1951
We pretty well stuck to the general style of weddings in those days, although a few couples branched out and hired a hall with a band and sit-down dinners.
Hal and I were as sophisticated as a couple of fruit flies so we opted for the standard Anglican service, including the word, "obey". It was meaningless then and now but we wanted tradition at any cost.
We had finger sandwiches and the ever-present petit fours,tea, lots of tea and the mandatory iced fruitcake.
The wine was reserved for the toasts. Heaven help me, I think it was Port.
It was quiet, formal and mercifully brief.

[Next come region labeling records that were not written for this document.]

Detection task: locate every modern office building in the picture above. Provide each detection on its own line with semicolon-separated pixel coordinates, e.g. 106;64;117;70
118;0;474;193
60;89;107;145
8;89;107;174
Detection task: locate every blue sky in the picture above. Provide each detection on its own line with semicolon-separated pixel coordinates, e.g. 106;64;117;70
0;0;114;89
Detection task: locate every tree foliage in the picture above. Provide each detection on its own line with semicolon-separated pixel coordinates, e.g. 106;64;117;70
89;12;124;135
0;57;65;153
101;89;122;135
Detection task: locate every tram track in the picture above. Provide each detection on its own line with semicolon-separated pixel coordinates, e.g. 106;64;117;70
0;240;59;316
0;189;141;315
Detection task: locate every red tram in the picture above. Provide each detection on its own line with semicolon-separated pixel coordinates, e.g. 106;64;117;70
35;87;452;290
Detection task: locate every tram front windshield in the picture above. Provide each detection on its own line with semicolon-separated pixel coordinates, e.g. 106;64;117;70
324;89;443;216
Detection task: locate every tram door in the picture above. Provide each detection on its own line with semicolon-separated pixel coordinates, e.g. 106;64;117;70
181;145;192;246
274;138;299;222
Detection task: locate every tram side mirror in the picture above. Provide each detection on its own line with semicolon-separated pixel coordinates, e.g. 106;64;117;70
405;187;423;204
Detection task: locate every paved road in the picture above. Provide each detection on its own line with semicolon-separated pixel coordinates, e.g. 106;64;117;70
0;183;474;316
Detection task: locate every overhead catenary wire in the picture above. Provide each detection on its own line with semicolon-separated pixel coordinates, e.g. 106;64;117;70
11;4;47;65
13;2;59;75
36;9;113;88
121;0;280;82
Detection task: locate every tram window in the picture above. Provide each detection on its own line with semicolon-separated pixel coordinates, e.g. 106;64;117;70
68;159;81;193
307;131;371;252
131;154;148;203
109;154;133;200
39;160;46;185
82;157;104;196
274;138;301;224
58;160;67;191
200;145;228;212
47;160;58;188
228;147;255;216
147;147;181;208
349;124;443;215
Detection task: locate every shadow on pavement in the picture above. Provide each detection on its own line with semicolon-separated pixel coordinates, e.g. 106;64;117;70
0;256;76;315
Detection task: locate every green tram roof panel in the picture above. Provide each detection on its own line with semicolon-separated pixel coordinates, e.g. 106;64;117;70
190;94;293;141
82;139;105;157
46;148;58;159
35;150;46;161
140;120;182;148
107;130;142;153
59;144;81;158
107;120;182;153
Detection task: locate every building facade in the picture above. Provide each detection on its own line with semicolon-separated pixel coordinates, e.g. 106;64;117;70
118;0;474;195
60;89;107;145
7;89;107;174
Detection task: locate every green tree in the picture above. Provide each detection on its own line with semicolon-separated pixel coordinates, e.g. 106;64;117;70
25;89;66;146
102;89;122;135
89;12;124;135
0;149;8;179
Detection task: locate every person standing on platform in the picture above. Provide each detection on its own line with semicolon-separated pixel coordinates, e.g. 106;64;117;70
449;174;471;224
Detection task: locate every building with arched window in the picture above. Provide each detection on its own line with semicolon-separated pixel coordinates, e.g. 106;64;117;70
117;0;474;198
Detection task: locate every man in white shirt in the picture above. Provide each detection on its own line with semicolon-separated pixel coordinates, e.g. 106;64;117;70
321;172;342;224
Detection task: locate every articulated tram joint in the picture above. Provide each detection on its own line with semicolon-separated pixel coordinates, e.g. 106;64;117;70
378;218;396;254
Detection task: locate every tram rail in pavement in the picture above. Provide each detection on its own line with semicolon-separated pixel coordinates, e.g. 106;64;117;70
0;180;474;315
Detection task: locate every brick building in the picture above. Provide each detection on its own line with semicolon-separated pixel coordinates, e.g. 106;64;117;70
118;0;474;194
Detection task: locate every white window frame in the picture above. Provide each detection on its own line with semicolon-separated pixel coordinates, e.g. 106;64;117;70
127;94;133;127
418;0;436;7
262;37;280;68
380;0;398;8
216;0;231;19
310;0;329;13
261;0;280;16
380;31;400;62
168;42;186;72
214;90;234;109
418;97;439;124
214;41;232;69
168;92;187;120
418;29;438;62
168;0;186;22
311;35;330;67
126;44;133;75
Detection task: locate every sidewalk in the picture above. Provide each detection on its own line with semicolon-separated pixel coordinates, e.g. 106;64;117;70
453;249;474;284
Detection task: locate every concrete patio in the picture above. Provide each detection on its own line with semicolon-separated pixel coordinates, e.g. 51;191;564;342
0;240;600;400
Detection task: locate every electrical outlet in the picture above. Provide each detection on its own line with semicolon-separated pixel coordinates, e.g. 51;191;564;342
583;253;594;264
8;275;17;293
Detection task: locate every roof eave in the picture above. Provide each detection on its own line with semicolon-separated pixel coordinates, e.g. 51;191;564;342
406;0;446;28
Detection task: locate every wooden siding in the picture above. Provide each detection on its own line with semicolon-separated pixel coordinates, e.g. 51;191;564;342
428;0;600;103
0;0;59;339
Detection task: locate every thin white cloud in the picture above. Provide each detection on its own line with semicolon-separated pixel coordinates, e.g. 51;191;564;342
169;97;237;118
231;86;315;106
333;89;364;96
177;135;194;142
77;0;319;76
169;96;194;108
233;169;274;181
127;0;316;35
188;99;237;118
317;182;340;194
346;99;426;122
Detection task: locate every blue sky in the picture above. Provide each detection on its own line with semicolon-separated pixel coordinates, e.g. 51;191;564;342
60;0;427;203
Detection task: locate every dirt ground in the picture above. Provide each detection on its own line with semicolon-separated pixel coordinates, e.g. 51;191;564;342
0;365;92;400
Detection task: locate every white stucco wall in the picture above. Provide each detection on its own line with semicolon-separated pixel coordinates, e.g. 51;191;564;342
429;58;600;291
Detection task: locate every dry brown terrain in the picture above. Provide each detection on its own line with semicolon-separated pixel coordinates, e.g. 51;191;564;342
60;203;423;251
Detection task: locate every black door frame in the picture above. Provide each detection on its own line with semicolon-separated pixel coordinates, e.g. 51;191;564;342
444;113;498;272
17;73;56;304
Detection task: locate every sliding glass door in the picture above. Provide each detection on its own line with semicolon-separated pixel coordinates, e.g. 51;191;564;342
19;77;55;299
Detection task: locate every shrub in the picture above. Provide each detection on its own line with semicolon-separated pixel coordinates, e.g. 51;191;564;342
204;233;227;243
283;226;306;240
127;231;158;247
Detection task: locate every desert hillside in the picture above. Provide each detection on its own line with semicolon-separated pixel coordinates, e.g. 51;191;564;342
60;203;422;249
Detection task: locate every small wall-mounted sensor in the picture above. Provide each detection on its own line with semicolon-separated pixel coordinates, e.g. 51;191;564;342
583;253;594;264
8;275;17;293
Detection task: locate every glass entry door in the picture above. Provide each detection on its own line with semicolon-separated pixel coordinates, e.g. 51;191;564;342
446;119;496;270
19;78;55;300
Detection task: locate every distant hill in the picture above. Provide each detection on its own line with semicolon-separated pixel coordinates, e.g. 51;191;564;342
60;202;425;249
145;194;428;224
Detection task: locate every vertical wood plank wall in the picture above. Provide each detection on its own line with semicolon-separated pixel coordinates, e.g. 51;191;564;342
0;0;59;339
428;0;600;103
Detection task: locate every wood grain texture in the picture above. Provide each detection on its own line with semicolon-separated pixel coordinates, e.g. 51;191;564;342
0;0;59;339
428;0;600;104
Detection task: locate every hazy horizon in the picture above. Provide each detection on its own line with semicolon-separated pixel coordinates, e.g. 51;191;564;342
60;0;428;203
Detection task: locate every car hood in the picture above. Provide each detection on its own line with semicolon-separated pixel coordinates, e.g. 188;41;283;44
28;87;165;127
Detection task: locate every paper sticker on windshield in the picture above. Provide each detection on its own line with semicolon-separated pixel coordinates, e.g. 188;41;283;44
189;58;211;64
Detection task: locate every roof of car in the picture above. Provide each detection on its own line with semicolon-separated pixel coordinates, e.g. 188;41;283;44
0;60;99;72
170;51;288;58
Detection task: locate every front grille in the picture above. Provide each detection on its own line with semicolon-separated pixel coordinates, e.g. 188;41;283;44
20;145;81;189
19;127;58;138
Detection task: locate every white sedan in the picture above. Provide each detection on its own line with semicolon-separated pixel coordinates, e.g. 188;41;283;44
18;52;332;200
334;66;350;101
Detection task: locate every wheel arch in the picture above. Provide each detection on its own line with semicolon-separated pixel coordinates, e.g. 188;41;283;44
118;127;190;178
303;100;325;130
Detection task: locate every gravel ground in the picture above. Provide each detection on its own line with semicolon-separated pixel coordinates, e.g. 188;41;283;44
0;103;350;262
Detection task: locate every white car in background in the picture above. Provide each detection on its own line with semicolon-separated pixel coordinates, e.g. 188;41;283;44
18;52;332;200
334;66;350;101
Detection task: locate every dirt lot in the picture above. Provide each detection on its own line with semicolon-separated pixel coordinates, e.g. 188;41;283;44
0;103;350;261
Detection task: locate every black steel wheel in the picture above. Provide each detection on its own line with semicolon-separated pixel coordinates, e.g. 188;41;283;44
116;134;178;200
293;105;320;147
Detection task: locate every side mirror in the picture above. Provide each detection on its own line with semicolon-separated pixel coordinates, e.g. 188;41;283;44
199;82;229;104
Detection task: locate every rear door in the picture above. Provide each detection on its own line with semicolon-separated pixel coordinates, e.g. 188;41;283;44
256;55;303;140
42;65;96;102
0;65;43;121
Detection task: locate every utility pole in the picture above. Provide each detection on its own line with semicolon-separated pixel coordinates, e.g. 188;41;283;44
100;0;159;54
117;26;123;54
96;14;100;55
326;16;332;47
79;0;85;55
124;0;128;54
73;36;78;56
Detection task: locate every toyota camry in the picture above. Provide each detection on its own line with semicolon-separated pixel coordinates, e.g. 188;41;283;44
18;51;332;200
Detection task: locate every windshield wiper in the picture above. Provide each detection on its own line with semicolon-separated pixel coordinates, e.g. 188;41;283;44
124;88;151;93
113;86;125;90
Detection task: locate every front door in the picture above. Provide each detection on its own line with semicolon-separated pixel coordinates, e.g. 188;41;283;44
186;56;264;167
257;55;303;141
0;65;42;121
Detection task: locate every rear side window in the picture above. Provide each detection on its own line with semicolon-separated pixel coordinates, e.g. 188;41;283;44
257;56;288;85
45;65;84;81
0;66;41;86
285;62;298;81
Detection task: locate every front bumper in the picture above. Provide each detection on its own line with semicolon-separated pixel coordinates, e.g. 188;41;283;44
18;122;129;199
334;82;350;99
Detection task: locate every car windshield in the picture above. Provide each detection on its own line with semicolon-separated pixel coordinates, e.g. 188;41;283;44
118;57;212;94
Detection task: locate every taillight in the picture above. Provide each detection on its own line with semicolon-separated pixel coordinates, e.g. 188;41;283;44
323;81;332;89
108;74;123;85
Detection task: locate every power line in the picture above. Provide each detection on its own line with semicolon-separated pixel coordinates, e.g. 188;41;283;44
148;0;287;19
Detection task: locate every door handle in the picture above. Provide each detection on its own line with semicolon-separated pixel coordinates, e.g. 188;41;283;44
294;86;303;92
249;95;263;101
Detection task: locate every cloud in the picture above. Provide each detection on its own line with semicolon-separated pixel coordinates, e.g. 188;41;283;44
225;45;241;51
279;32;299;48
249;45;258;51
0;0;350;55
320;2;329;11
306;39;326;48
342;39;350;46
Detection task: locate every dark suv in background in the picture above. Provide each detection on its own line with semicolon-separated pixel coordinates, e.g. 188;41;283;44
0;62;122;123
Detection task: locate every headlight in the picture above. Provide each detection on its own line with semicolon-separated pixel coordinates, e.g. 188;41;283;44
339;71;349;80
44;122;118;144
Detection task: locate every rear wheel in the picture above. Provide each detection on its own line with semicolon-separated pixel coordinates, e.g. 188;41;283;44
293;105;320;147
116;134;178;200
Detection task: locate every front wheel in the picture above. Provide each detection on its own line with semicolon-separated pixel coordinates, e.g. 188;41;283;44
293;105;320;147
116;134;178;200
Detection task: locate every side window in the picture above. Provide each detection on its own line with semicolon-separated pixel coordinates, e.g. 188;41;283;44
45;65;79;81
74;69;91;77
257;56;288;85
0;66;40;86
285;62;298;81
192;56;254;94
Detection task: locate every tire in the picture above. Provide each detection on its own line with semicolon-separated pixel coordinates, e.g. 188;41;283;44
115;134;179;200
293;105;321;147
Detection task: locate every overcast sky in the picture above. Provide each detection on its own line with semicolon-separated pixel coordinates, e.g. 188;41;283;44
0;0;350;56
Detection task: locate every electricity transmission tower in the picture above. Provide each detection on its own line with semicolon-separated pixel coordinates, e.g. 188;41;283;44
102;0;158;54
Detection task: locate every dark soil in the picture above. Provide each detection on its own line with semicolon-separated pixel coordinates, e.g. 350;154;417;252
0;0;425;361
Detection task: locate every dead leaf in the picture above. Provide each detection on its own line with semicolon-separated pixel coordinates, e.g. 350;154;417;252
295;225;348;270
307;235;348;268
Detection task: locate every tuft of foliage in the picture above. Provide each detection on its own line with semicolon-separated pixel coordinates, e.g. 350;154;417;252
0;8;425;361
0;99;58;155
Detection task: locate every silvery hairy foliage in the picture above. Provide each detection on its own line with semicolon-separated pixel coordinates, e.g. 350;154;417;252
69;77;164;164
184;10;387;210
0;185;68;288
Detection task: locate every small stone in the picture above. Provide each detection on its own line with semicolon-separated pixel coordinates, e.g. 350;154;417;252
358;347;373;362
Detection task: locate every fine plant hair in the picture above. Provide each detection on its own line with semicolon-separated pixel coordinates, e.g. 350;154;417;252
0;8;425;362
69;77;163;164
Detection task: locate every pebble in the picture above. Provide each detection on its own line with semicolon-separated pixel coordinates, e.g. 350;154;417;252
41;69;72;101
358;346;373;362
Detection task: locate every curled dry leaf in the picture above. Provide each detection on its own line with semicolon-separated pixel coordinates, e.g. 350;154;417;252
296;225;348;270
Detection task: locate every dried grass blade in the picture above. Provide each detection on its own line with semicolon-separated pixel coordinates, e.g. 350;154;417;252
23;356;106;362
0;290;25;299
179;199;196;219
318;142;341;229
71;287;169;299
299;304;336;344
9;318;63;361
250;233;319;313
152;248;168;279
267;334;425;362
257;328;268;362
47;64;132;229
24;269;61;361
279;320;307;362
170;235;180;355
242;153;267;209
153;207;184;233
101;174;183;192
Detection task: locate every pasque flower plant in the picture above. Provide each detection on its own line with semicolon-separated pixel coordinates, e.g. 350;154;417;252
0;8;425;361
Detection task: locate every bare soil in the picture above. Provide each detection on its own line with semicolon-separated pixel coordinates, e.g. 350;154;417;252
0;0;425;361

We had a brief honeymoon, brief because you can only go so far on a hundred dollars, particularly when one of us spent sixty dollars of it at the last minute renting a car, which precipitated a heated discussion. That was swiftly settled by my mother's vehement,
"I don't care if you never speak again for the rest of your lives; you're going to that church and you're going to get married and that's final. "
We drove to our honeymoon destination Harrison Hot Springs, a nearby resort town surrounded by breathtaking mountains and pine trees and we stayed in a bargain-rate cabin just big enough to hold a miniature kitchen,a double bed and a slide-in-sideways bathroom. The next morning when I was making the bed and tried to push it against the wall was the moment I painfully discovered the bed was bolted to the floor. it's fun to ponder what led the landlord to perform that action.
We ran out of money quickly and landed on the doorstep of good friends in nearby Chilliwack. They gave us their bedroom while they camped out in the living room with their baby and made us meals and it was a lovely honeymoon.
That’s quite a change, decompressing between engagement, marriage and finally, real life. It’s like breaking in a pair of new shoes designed to last a lifetime; you begin gently and wiggle about making adjustments until shoe and foot are a perfect fit.Eventually they get a bit scruffy, a little loose and at times you get good and sick of them.
But you age along with the shoes and if you’ve learned anything you’re not so quick to toss them out in favor of something brand new and un-tested.
We returned from our honeymoon to our basement apartment and unpacked the wedding gifts, then quickly repacked the silver rose baskets and nut dishes and anything else we wouldn’t be using for a while and we exchanged a few electric coffee percolaters for a pressure cooker.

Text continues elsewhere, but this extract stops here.